CLOUDFLARE DOWN WORLDWIDE: Here is the cause.

CLOUDFLARE DOWN WORLDWIDE: Here is the cause.


Cloudflare Confirms Major Global Outage: Latent Bug Triggered Massive Network Degradation — Not an Attack

Cloudflare has officially acknowledged a major global service outage that disrupted large portions of the Internet earlier today. According to Dane Knecht, Senior Vice President at Cloudflare, the incident originated from an internal issue rather than a cyberattack.

The outage affected countless businesses, platforms, and services that rely on Cloudflare’s network for performance, security, and availability — including global websites, APIs, and enterprise services.

What Happened? Cloudflare Reveals Root Cause

Cloudflare issued a transparent statement explaining that the disruption was caused by a latent bug inside a core service responsible for bot-mitigation and traffic inspection.

A routine configuration update triggered that hidden bug, causing the affected component to crash and cascading into a widespread network degradation across multiple Cloudflare services.

Cloudflare emphasized that this incident was not related to an attack, DDoS, or external threat actor activity.

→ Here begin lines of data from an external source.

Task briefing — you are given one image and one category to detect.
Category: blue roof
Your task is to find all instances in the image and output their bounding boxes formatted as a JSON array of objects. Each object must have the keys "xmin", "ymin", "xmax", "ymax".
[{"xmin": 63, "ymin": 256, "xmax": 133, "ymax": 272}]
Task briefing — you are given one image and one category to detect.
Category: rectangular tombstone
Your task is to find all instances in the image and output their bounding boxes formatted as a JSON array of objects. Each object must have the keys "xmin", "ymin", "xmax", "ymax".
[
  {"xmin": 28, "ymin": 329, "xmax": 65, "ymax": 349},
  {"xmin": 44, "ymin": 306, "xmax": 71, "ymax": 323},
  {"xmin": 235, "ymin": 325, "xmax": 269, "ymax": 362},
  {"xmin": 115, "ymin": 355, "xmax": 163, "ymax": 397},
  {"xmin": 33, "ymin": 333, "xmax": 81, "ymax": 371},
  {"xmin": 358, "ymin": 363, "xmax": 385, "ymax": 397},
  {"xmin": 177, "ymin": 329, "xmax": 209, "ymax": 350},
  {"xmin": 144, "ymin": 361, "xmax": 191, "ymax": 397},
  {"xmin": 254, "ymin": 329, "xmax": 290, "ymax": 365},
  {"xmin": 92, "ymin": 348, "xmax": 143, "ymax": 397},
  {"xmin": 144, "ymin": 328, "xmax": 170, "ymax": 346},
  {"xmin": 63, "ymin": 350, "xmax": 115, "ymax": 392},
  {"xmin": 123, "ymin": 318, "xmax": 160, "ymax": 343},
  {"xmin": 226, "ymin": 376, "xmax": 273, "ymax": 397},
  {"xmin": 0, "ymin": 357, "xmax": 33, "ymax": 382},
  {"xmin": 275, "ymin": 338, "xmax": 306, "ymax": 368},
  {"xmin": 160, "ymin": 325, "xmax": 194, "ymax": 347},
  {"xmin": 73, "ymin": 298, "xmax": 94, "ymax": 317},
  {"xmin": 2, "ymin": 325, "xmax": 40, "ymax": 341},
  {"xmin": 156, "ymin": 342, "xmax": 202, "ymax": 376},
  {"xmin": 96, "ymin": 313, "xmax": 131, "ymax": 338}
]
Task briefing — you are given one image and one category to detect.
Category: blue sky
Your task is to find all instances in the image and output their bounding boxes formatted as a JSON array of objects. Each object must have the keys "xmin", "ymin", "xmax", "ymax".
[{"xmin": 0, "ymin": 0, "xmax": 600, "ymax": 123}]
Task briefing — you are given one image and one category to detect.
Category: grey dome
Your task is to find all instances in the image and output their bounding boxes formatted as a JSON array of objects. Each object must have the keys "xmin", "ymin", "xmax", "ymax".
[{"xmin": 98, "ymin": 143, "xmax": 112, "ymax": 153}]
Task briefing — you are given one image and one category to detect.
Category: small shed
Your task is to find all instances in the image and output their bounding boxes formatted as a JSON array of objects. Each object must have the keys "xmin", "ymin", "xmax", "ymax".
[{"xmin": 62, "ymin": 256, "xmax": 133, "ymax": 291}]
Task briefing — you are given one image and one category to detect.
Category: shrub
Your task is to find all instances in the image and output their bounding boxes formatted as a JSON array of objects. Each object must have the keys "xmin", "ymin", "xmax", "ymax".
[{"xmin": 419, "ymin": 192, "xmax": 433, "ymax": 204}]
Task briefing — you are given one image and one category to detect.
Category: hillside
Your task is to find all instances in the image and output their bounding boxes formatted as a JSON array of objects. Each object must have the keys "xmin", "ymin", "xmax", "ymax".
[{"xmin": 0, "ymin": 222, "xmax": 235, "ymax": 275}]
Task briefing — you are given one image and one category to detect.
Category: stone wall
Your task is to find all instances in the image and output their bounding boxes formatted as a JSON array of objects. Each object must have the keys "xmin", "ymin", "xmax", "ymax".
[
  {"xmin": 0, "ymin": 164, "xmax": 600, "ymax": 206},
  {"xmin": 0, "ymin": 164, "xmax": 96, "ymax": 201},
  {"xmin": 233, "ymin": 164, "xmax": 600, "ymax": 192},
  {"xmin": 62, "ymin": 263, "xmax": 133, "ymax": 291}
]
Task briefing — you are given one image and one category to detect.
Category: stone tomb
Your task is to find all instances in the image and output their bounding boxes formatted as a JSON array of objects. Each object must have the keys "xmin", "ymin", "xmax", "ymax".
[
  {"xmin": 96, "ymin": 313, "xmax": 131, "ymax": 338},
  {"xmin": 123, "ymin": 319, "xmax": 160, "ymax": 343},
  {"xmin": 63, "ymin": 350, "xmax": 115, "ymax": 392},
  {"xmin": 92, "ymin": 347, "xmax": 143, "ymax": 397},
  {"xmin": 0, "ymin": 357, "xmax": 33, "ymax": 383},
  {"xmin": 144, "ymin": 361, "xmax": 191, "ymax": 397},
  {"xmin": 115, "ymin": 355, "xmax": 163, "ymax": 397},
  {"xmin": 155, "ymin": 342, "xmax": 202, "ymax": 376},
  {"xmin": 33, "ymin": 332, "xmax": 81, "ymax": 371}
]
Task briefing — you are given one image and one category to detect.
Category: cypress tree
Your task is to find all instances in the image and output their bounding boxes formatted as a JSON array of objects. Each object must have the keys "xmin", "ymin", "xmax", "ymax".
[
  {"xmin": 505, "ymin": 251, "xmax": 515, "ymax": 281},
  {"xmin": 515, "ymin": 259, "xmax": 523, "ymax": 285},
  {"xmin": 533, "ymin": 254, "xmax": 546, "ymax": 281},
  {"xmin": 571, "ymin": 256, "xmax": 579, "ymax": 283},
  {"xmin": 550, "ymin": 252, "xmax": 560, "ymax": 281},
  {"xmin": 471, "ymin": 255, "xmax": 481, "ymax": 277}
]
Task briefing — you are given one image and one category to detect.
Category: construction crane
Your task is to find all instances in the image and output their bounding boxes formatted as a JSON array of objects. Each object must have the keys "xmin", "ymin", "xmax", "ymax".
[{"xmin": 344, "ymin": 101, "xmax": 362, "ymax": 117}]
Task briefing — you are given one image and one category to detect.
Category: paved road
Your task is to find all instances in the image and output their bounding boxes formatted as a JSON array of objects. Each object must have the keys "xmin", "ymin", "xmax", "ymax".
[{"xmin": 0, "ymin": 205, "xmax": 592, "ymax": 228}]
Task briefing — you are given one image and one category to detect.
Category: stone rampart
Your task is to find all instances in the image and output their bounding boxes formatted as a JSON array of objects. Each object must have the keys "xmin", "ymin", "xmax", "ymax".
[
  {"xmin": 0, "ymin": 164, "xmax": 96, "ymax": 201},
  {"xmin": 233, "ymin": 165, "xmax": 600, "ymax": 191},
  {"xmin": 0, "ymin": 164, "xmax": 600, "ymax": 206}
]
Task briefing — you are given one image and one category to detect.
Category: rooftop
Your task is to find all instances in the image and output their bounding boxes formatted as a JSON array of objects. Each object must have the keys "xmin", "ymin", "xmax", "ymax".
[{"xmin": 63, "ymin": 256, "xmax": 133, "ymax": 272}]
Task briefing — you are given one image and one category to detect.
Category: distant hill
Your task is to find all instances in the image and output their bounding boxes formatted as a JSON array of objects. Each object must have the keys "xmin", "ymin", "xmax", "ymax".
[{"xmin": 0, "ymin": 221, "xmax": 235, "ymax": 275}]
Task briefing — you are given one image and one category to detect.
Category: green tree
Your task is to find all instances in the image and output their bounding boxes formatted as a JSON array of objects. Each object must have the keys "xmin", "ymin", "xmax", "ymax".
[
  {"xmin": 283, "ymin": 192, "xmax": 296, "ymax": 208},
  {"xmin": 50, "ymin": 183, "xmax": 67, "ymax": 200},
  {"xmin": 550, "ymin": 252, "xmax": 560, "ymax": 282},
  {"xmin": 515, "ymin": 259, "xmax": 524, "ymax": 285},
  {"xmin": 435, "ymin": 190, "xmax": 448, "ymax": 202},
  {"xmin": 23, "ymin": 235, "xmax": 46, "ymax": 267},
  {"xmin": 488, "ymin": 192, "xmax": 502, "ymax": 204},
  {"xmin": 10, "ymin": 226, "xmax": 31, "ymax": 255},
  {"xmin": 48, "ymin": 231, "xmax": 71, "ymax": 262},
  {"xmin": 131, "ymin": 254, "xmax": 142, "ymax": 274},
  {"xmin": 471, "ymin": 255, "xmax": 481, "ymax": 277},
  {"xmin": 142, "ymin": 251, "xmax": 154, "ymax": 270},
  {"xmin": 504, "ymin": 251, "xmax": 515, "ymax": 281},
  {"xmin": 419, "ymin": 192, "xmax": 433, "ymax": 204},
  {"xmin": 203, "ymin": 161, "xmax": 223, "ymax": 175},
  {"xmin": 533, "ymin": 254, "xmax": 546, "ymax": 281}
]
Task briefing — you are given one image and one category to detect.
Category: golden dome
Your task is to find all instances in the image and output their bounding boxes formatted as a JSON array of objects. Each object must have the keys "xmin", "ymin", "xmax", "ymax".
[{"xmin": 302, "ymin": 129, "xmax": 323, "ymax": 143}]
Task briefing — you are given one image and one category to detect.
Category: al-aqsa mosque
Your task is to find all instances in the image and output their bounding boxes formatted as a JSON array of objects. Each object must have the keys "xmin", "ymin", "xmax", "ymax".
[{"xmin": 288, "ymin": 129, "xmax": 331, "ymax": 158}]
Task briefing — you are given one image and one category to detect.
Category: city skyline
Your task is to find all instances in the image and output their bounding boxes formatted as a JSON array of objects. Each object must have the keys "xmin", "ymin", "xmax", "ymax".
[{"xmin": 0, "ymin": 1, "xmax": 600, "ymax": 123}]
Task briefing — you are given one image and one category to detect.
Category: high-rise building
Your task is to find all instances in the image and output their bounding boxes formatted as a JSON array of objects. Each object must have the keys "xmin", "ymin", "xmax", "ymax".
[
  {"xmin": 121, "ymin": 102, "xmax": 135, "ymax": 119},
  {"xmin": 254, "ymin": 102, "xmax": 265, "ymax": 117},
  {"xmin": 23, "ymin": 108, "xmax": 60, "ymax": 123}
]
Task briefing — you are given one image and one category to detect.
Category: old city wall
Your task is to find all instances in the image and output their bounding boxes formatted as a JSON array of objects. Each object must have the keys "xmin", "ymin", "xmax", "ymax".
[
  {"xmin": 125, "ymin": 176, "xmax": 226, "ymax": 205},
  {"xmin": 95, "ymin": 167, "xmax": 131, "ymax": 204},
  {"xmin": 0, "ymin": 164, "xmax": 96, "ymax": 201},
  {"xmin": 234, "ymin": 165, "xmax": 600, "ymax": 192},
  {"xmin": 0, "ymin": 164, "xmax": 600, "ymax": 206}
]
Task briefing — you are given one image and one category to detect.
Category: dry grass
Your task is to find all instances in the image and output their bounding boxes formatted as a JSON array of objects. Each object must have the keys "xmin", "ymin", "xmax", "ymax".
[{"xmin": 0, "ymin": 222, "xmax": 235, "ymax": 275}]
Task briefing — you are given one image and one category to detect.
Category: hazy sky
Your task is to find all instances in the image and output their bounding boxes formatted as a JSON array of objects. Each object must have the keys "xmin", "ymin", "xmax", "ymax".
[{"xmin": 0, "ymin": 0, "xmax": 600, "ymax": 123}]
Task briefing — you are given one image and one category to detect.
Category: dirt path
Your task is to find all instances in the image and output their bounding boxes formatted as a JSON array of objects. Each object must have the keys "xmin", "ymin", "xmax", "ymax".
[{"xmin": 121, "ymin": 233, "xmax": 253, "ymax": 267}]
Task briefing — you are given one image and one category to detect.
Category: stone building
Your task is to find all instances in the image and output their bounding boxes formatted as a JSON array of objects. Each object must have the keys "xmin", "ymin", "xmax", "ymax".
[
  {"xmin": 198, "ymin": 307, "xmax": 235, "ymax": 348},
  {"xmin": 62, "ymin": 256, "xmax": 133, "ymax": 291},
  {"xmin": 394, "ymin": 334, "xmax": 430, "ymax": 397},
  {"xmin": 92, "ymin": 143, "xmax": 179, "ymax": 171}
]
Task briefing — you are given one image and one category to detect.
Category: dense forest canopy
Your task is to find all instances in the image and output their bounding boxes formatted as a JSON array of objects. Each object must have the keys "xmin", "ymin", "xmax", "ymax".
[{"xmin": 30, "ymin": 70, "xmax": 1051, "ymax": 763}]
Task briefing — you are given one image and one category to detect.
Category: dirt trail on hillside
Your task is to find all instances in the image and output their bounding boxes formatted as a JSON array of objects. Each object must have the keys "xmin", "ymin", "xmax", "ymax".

The outage was entirely internal.

Why It Spread So Quickly

The affected internal service plays a critical role in routing and inspecting global traffic. When it began to fail:

  • Load balancers were overwhelmed
  • Dependent services began returning errors
  • Latency and packet loss increased
  • CDN and WAF features degraded worldwide
  • Some regions experienced full service interruption

Because Cloudflare sits in front of a significant percentage of the global web, even a single malfunctioning subsystem can cause broad ripple effects.

Impact on Customers

Businesses relying on Cloudflare experienced:

  • Website downtime
  • API disruptions
  • Broken login flows
  • Failed DNS/HTTP requests
  • Slowed or blocked access to critical platforms

For many, this resulted in revenue loss, operational delays, and user-experience problems across their digital services.

Cloudflare acknowledged the severity of the impact, calling the downtime unacceptable.

Cloudflare’s Response and Next Steps

Cloudflare assured customers that engineers stabilized the issue quickly, and a full post-incident analysis is underway. The company is now:

  • Reviewing the faulty configuration change
  • Deploying patches for the latent bug
  • Improving safety checks for future updates
  • Enhancing internal monitoring and rollback mechanisms

Their statement highlighted the importance of customer trust and promised increased safeguards to prevent this type of failure from happening again.

Why This Matters for the Security Community

Even though the incident wasn’t an attack, it serves as a reminder of a crucial cybersecurity principle:

Sometimes the most significant outages come from inside — not from hackers.

Misconfigurations, latent bugs, and fragile dependencies remain among the top causes of global-scale service failures.

For organizations depending on cloud vendors, redundancy strategies and multi-provider architectures remain essential.

Conclusion

Cloudflare’s transparency in acknowledging the issue is a positive step, but the event underscores how deeply integrated Cloudflare is in modern Internet infrastructure — and how even small internal glitches can escalate into global incidents.

A full technical report is expected from Cloudflare in the coming hours.


CTO POST:

I won’t mince words: earlier today we failed our customers and the broader Internet when a problem in 

@Cloudflare

 network impacted large amounts of traffic that rely on us. The sites, businesses, and organizations that rely on Cloudflare depend on us being available and I apologize for the impact that we caused.


Transparency about what happened matters, and we plan to share a breakdown with more details in a few hours. In short, a latent bug in a service underpinning our bot mitigation capability started to crash after a routine configuration change we made. That cascaded into a broad degradation to our network and other services. This was not an attack.


That issue, impact it caused, and time to resolution is unacceptable. Work is already underway to make sure it does not happen again, but I know it caused real pain today. The trust our customers place in us is what we value the most and we are going to do what it takes to earn that back.